ここ昨今のWindows 10とXbox Oneの動きを見ると、Microsoftが「GfWL」からより便利なサービスを生み出そうとしている姿勢は理解できる。たとえばWindows 10とXbox One上ではクロスバイ機能が『Quantum Break』などで導入される予定となっており、片方のプラットフォームにて購入したゲームは、買い直す必要無くもう片方のプラットフォームにてプレイすることができるようになる。「Xboxアプリ」を通じて双方のプラットフォームの垣根を無くし、より便利にゲームが遊べるようにしたいというMicrosoftの動きはとても活発だ。

ただ、現状の「Windows Store」にWindows 10ゲームを縛る行為は、”GfWLの再来”と言わざるを得ない。

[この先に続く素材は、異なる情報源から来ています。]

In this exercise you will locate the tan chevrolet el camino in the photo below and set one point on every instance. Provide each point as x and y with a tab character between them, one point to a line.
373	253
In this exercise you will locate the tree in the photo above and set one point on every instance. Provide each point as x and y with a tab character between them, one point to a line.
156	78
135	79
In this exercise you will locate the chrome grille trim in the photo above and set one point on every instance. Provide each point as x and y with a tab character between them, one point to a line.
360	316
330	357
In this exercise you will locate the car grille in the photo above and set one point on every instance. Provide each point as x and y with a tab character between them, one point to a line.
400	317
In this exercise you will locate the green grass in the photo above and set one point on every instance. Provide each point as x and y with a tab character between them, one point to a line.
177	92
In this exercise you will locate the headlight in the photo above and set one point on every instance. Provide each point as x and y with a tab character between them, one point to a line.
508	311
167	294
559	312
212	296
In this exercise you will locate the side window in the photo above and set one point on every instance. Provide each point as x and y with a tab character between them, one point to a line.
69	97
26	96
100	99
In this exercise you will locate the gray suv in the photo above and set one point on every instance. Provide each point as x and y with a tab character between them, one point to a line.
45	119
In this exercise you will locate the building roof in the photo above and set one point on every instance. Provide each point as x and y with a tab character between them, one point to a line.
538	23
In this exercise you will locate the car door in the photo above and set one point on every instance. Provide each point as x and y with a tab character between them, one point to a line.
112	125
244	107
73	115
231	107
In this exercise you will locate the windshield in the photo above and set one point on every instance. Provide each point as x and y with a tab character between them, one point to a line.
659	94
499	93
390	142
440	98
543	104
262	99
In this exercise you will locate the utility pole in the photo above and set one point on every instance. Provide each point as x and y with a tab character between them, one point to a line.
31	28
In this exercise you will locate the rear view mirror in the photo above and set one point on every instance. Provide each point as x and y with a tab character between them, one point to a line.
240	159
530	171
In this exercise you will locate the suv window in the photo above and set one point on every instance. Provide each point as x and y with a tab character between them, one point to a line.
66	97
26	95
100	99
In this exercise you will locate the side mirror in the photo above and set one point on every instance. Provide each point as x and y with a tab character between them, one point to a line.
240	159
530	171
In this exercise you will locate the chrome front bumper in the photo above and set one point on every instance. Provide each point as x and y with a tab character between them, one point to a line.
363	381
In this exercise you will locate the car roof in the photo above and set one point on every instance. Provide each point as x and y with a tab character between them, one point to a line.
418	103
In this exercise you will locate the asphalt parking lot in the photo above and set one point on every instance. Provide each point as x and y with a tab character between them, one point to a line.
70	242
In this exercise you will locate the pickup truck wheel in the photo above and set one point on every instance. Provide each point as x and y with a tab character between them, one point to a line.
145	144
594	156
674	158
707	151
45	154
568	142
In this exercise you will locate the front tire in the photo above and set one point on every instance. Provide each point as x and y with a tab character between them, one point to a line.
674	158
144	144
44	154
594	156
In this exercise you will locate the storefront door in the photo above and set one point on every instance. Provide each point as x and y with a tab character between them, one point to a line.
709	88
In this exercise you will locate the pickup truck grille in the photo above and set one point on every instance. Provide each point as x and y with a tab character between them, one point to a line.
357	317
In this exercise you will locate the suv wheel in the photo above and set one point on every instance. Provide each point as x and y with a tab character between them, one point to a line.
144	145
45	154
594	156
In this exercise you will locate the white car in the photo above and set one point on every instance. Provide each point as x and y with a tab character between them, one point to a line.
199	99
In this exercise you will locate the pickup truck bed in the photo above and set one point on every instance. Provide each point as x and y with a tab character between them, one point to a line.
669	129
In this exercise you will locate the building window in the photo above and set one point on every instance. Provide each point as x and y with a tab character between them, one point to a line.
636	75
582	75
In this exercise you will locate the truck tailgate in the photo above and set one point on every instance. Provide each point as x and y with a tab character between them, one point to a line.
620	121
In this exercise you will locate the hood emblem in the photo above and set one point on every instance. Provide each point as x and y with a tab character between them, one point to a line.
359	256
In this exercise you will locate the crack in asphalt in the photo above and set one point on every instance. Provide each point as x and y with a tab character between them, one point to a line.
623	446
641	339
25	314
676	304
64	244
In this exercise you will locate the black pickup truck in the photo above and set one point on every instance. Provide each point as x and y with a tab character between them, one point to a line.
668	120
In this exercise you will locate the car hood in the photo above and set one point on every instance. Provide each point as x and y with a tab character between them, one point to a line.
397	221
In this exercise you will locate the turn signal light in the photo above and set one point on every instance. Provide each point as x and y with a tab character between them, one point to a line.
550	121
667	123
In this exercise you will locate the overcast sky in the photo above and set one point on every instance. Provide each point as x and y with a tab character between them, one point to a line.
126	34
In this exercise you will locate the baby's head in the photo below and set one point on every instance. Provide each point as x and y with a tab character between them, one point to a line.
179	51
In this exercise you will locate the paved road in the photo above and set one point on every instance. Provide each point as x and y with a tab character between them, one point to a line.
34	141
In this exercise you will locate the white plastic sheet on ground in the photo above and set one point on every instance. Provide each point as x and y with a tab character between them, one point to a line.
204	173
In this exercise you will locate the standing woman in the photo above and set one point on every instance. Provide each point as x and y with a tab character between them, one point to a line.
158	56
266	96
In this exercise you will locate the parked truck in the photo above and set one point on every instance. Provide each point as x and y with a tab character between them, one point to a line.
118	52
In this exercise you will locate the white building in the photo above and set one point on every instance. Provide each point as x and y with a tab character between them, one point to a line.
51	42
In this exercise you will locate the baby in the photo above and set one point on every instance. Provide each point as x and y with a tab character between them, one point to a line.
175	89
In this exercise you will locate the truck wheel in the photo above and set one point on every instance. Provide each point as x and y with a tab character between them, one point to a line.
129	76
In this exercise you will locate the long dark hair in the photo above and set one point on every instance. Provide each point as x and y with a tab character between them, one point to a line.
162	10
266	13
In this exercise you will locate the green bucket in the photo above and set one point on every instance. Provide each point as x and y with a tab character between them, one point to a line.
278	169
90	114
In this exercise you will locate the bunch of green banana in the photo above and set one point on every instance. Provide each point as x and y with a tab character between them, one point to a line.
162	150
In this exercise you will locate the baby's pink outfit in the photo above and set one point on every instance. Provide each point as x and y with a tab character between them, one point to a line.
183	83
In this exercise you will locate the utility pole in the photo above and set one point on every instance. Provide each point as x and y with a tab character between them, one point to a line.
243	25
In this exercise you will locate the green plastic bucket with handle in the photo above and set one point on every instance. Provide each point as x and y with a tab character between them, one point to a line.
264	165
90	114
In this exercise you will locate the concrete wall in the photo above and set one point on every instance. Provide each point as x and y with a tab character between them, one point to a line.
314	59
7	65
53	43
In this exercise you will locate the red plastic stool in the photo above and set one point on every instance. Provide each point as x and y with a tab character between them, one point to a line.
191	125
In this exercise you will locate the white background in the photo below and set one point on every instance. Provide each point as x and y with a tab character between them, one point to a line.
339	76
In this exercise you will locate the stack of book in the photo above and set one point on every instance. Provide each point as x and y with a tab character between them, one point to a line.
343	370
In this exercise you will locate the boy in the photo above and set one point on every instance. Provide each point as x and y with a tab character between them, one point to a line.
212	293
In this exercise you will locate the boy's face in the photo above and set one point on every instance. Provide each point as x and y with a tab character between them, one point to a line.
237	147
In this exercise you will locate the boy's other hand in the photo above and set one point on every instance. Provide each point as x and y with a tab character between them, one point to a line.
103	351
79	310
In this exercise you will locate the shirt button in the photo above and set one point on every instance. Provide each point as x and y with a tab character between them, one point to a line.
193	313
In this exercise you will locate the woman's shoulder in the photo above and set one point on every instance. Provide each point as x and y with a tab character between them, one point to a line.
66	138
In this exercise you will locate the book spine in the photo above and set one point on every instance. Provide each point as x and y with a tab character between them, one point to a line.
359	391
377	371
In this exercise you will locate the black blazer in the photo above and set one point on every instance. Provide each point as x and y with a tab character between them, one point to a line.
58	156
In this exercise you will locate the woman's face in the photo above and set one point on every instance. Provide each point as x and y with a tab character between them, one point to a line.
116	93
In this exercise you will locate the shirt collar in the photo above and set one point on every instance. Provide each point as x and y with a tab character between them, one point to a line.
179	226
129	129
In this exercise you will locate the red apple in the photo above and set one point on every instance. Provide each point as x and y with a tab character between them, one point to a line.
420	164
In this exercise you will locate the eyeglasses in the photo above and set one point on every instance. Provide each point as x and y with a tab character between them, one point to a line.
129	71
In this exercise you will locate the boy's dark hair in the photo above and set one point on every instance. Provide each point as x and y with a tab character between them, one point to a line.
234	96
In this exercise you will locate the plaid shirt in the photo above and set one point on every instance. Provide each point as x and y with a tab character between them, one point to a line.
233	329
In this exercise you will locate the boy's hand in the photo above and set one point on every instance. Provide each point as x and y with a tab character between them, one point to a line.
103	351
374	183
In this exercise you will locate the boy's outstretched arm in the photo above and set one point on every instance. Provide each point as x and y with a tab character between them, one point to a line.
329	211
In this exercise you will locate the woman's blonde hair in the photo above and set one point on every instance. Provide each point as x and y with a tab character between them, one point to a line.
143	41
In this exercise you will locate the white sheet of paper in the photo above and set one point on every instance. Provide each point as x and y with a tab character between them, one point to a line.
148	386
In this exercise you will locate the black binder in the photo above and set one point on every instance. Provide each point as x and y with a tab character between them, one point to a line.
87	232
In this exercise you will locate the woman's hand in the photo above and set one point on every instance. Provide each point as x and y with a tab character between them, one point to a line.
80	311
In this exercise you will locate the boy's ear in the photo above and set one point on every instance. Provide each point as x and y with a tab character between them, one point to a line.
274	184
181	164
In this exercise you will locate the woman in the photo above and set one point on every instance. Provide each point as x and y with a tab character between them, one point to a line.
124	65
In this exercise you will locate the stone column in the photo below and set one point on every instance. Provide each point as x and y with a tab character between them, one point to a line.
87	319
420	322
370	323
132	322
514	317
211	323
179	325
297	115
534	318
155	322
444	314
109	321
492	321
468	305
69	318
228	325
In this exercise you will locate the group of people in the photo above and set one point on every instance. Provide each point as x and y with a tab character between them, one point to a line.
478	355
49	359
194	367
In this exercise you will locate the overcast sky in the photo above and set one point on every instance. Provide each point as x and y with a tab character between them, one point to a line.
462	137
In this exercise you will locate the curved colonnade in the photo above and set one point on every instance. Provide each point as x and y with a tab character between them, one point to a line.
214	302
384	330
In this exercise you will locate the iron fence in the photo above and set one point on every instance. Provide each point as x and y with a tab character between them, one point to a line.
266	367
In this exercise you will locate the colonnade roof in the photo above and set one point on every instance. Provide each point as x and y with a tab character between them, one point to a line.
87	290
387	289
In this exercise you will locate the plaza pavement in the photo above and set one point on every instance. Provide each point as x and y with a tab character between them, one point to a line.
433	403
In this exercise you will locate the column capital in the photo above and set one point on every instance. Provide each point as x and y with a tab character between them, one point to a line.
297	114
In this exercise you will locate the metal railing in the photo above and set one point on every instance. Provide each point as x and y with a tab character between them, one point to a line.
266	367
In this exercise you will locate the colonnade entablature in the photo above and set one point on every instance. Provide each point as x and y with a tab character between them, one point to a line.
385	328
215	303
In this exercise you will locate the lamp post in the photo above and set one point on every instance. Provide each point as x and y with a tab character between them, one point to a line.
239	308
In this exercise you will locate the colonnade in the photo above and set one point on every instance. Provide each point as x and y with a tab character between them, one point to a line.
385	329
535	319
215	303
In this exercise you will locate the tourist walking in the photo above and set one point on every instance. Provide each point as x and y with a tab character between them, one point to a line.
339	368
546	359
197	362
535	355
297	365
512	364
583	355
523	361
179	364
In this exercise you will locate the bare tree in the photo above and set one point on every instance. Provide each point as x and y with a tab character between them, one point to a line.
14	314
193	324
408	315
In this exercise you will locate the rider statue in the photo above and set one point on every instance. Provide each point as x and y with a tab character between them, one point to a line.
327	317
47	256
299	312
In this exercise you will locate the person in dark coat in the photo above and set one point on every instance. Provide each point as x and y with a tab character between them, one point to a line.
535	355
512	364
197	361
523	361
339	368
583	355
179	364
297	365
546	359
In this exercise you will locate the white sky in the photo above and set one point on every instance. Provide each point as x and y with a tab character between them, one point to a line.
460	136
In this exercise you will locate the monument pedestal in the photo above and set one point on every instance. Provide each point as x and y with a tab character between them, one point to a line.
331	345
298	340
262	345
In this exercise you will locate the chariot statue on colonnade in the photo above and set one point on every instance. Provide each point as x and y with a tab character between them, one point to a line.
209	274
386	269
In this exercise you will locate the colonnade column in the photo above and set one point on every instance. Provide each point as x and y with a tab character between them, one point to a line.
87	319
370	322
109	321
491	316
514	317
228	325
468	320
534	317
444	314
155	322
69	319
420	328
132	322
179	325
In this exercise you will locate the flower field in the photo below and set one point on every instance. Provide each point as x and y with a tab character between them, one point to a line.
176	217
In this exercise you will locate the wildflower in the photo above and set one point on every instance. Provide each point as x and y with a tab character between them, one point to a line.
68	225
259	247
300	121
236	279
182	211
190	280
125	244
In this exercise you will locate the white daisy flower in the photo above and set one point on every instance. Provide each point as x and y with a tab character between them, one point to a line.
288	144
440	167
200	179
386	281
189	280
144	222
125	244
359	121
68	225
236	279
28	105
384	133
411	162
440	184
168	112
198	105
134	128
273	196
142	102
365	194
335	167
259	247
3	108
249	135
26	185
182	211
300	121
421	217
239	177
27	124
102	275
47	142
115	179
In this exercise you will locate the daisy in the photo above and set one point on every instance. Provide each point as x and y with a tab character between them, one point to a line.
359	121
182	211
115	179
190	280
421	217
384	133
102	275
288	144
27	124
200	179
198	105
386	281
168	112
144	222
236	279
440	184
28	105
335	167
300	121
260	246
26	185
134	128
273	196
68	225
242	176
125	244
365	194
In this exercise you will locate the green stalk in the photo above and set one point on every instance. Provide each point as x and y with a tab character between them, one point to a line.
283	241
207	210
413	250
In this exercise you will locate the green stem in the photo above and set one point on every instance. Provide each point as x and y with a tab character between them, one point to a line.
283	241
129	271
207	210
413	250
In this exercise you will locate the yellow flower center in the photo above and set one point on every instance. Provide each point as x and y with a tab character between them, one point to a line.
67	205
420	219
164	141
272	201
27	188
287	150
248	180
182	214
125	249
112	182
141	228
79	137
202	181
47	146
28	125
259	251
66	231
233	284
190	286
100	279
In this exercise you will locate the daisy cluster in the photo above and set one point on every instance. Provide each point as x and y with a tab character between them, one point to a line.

このままでは、利用したくも無いが統合されているため「GfWL」を仕方なく利用していた過去のように、「Windows Store」を仕方なく利用するユーザーが後を絶たない状況となるだろう。そして上記した問題の改善が進まなければ、MicrosoftはPCゲーマーたちからの信頼をさらに失うことになる。Spencer氏が語るようにMicrosoftが今度「Windows Store」の改善を推し進めるのか、期待と不安を抱えつつその動向を見守りたい。